Puff & Pao
At Puff & Pao, the new West Village bakery, owner Stephen Elliot brings together two delicacies seldom seen in the same place: the cream puffs that have lately overtaken New York, and the Brazilian cheese bread you might encounter in outer-borough pizzerias. His, though, have undergone certain subtle tweaks: The puffs (made with sugar or Splenda) are equipped with a thicker-than-average brioche shell for enhanced portability; the manioc-flour paolitos are enriched with either New York Cheddar or its British Isles counterpart, and flavored with ingredients like chorizo and peppadew. The international theme extends to beverages like Cuban coffee, Moroccan mint tea, and South American maté.
105 Christopher St., nr. Bleecker St.; 212-633-7833
The sushi bar is dead! Long live the sushi bar! A Chelsea corner’s recent transformation is more aesthetic than culinary: One venerable neighborhood landmark of a Japanese restaurant (Meriken) has been replaced by an open-fronted, minimalist-bordering-on-bare one (the month-old Momoya). Chef-partner Chie Shirahata has cooked at Nobu, Obeca Li, and Mi, and she diversifies her mostly traditional menu (and her Momoya bento box, pictured) with fusion touches in dishes like black-sesame salmon with balsamic sauce, and sardine tempura with wasabi vinaigrette. She even throws vegetarians a bone—or rather, a “tofu chop.”
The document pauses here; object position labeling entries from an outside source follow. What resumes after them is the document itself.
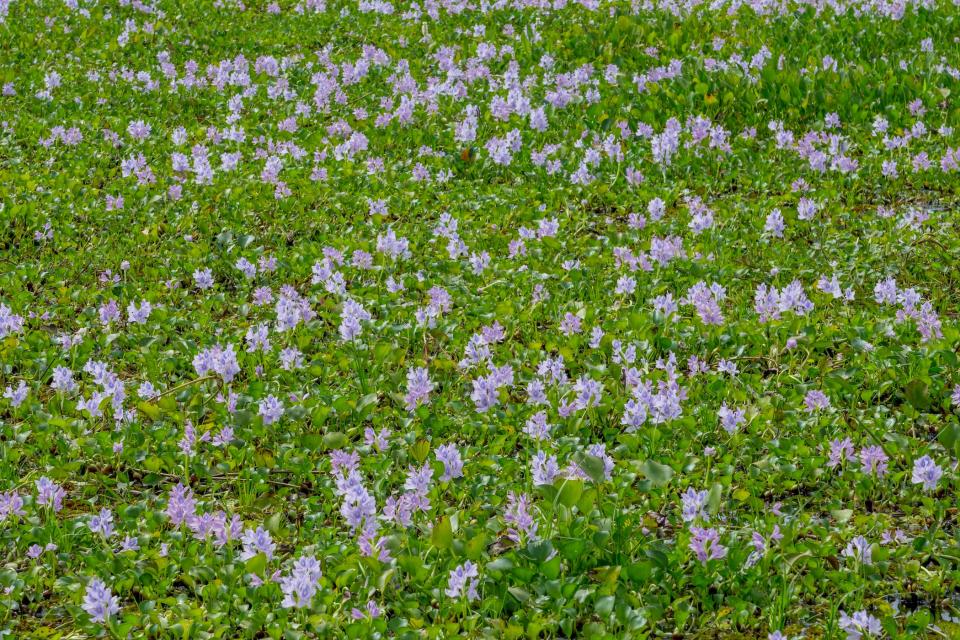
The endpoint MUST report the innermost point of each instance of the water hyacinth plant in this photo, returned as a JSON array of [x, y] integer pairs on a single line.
[[457, 318]]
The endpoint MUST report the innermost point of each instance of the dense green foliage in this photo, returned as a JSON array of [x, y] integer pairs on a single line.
[[676, 283]]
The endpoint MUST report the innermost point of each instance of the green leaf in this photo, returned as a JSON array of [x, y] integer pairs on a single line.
[[570, 492], [442, 536], [591, 465], [658, 474], [713, 500], [916, 392], [335, 440], [256, 565]]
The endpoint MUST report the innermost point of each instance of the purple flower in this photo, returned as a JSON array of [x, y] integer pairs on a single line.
[[419, 387], [694, 504], [449, 455], [300, 585], [271, 409], [180, 505], [926, 472], [705, 544], [815, 400], [102, 523], [841, 450], [49, 494], [730, 419], [353, 314], [219, 359], [873, 460], [63, 380], [256, 541], [518, 518], [18, 395], [570, 324], [859, 549], [139, 315], [706, 300], [98, 602], [464, 576], [11, 504], [10, 322], [203, 278]]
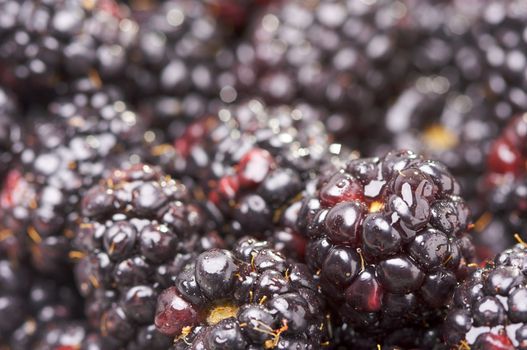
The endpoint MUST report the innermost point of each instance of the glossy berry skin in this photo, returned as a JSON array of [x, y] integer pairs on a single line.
[[46, 41], [228, 298], [345, 57], [252, 161], [503, 190], [32, 306], [83, 135], [386, 235], [420, 337], [10, 131], [178, 70], [488, 310], [139, 228]]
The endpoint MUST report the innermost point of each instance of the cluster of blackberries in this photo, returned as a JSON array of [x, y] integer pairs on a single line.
[[266, 174]]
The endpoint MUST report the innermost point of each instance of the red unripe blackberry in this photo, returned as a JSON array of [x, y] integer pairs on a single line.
[[139, 228]]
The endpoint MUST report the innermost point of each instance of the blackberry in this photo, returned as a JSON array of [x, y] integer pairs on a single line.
[[139, 229], [488, 310], [499, 34], [347, 57], [31, 305], [503, 190], [82, 136], [236, 14], [178, 69], [10, 131], [250, 297], [43, 42], [388, 237], [446, 123], [470, 58], [426, 337], [253, 161]]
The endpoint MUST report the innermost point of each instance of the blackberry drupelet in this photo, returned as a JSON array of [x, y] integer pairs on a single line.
[[10, 131], [247, 298], [139, 229], [253, 162], [424, 337], [503, 190], [43, 42], [489, 308], [82, 137], [388, 237], [32, 306], [345, 56], [178, 69], [445, 122]]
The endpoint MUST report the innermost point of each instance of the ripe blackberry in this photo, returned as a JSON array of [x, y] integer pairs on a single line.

185 Seventh Ave., at 21st St.; 212-989-4466
Compared with remote Red Hook, where chef Alexandre Tchistov used to cook, Prospect Heights is the cradle of civilization. It’s also the home of his new restaurant, a breezy glass-walled corner spot serving a $20-to-$25 prix fixe “market menu” that changes daily. Tchistov describes his style as American home cooking, a catchall phrase for dishes as diverse (and occasionally winter-hearty) as snails with spaetzle and scallion coulis, chicken with corn and shiitakes in pink-peppercorn sauce, and cantaloupe soup. In the spirit of his former employer, 360, Tchistov tries to buy his meat and produce from small local purveyors and stocks his cellar with affordable French bottles. Another similarity: It’s cash-only.
605 Carlton Ave., at St. Marks Pl., Prospect Heights, Brooklyn; 718-622-1190
Cold One It may not go down as easy as a Belgian witbier, and it doesn’t have the hipster-doofus cachet of a can of Pabst, but nothing stays as cold for as long as an Iron City beer served in its new high-tech aluminum bottle—maybe not a great concern among those who quaff their beer in quick gulps, but good to know, let’s say, in case of brownout.
Available at Lodge, 318 Grand St., at Havemeyer St., Williamsburg, Brooklyn; 718-486-9400.